Hourly CronJobs: Redis RDB snapshots + NATS stream snapshots to 20Gi PVC. Store off-cluster for disaster recovery.

RBAC Enforcement

Set CORDUM_REQUIRE_RBAC=true with enterprise license. Gates policy, config, approvals, and pack operations to authorized roles.

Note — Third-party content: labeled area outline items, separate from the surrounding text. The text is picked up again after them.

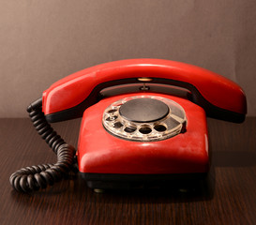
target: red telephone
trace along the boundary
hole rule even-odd
[[[173,89],[179,95],[170,94]],[[209,70],[169,60],[130,59],[69,75],[27,111],[58,161],[14,172],[10,183],[23,192],[53,185],[76,162],[92,188],[200,178],[209,170],[205,112],[241,123],[247,103],[237,84]],[[48,122],[81,116],[76,152]]]

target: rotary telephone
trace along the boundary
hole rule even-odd
[[[129,59],[85,68],[56,82],[27,108],[55,164],[21,169],[21,192],[45,188],[78,170],[91,188],[197,179],[209,170],[206,115],[241,123],[246,97],[232,81],[169,60]],[[49,123],[83,117],[78,149]]]

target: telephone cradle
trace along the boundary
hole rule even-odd
[[[63,78],[27,112],[57,162],[14,172],[16,190],[46,188],[77,167],[91,188],[140,188],[205,177],[206,116],[242,123],[247,102],[241,87],[204,68],[128,59]],[[79,117],[76,151],[50,123]]]

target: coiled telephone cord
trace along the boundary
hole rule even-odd
[[[9,177],[11,186],[17,191],[25,193],[53,186],[71,170],[77,172],[76,150],[66,143],[46,121],[42,112],[42,98],[29,105],[27,112],[38,133],[57,155],[57,162],[26,167],[12,173]]]

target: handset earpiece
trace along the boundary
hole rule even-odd
[[[129,59],[92,67],[53,83],[43,94],[42,109],[50,122],[81,117],[83,111],[98,101],[107,87],[127,84],[164,83],[191,92],[191,101],[208,116],[243,122],[246,97],[233,82],[195,66],[160,59]],[[143,90],[145,91],[145,90]]]

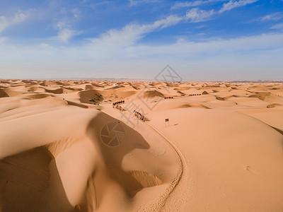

TLS Environment Variables (Production)
# All services
NATS_URL=tls://nats:4222
NATS_TLS_CA=/etc/cordum/tls/client/ca.crt
NATS_TLS_CERT=/etc/cordum/tls/client/tls.crt
NATS_TLS_KEY=/etc/cordum/tls/client/tls.key

REDIS_URL=rediss://redis:6379
REDIS_TLS_CA=/etc/cordum/tls/client/ca.crt
REDIS_TLS_CERT=/etc/cordum/tls/client/tls.crt
REDIS_TLS_KEY=/etc/cordum/tls/client/tls.key

# JetStream replication
NATS_JS_REPLICAS=3

# Redis Cluster
REDIS_CLUSTER_ADDRESSES=cordum-redis-{0..5}:6379

Before deploying production: Edit the Ingress host in deploy/k8s/production/ingress.yaml, create all TLS secrets, and set CORDUM_API_KEY in the cordum-api-key Secret.

Scaling Considerations

ServiceStrategy
API GatewayHPA: 2–10 replicas (70% CPU / 80% memory). Stateless, scales linearly.
SchedulerHPA: 2–10 replicas. Leader election via Redis locks — single active, others standby.
Safety Kernel2+ replicas. Stateless, round-robin load balanced.
Workflow EngineSingle replica recommended (stateful, requires coordination).
NATS3-node cluster (quorum: 2/3). JetStream replicas match cluster size (NATS_JS_REPLICAS=3).
Redis6-node cluster (3 primary + 3 replica). Add shards by scaling StatefulSet + rebalance.

Persistence

  • NATS JetStream: file-based persistence, 1s fsync
  • Redis: AOF (appendonly yes) + RDB snapshots
  • 20Gi PVCs per StatefulSet pod in production

High Availability

  • PodDisruptionBudgets: maxUnavailable=1 per service
  • Pod anti-affinity spreads replicas across nodes
  • NATS 3-node quorum, Redis 3+3 cluster

Backups

  • Redis: hourly RDB snapshots via CronJob
  • NATS: hourly stream snapshots (CORDUM_SYS, CORDUM_JOBS)
  • 20Gi backup PVC, copy off-cluster for DR

Single Binary Mode

For local development and quick demos, cordumctl up starts all core services in a single process with embedded NATS and Redis. No Docker required.

Use for

Local development, quick demos, CI/CD smoke tests

Don't use for

Production, multi-node, HA, or persistent workloads

Includes

Gateway, Scheduler, Safety Kernel, Workflow Engine, Context Engine, Dashboard

cordumctl up
# Start all services (single binary)
cordumctl up

# Access
# API:       http://localhost:8081
# Dashboard: http://localhost:8082

# Stop
cordumctl down